While speaking with Argentine radio station Milenium, the pope discussed his disappointment in those who disregard the sanctity of friendship and claim to be his friend for selfish reasons.
"Friendship is something sacred. The Bible says to have one or two friends," he said in the telephone interview that was broadcast Sunday. The interview was conducted by Argentine journalist Marcelo Gallardo, a personal friend who has known the pope since his days as Cardinal Jorge Mario Bergoglio, before his papacy began in March 2013.
"Friendship in the utilitarian sense -- let's see what advantage I can gain by getting close to this person and becoming friends -- that pains me," he told the radio station.
"I have felt used by people who presented themselves as my friends and whom I hadn't seen more than once or twice in my life.

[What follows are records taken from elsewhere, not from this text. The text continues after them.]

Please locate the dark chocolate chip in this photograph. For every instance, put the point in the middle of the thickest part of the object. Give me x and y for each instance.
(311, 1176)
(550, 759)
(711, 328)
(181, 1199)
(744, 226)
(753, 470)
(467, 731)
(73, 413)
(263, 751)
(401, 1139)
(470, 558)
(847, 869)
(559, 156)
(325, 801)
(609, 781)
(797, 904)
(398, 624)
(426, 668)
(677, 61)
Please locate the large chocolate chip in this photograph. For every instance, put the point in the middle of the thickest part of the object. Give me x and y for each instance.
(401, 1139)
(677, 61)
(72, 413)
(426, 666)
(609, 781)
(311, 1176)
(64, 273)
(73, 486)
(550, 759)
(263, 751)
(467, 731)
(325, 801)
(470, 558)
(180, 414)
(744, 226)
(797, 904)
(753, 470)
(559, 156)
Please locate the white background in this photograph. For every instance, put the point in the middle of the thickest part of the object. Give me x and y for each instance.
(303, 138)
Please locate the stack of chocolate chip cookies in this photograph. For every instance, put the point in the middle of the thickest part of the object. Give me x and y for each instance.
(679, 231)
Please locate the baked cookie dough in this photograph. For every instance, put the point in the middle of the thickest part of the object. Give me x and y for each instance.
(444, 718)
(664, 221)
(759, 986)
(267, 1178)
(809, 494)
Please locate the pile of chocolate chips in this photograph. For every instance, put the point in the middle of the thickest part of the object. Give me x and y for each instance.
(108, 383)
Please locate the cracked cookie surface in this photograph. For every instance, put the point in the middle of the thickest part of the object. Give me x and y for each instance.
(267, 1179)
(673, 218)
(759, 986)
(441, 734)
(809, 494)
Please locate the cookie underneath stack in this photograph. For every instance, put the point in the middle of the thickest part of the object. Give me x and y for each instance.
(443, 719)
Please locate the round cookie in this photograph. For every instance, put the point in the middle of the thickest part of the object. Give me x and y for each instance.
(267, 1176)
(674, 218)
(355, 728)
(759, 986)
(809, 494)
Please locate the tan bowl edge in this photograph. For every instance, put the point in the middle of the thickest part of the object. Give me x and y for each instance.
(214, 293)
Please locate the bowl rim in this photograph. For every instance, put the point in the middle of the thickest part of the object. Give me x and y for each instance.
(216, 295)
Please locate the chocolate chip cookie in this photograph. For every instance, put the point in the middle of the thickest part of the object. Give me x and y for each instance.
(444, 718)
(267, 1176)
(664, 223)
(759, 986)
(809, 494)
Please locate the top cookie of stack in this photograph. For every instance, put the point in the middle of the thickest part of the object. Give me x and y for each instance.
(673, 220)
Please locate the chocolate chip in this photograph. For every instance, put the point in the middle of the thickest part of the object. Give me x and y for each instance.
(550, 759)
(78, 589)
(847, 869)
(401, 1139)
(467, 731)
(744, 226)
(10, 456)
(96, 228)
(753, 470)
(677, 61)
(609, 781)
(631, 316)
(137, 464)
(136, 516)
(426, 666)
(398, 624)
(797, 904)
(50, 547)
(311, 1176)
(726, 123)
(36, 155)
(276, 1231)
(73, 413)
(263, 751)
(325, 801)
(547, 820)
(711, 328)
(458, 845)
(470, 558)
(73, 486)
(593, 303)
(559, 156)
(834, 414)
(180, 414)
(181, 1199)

They have used that to their own benefit. But it's an experience we all go through," he said.
Besides the abuse of friendship, Francis denounced mankind's "abuse of creation," referring to God's creations, and underlined the dangers of disrespecting the environment. This echoes his encyclical issued in June, calling for people to take better care of the planet.
"We're not friends of creation. Sometimes we treat it like our worst enemy. Think of deforestation, misuse of water, methods of extracting minerals with elements like arsenic and cyanide that end up making people sick," he said.
Francis also spoke of religious fundamentalists, whose goal, he said, is to "destroy in the name of an idea, not a reality. ... They kill, attack, destroy, malign in the name of an ideological god."
This interview comes just before the pope is scheduled to visit the U.S. for the first time on Sept. 24.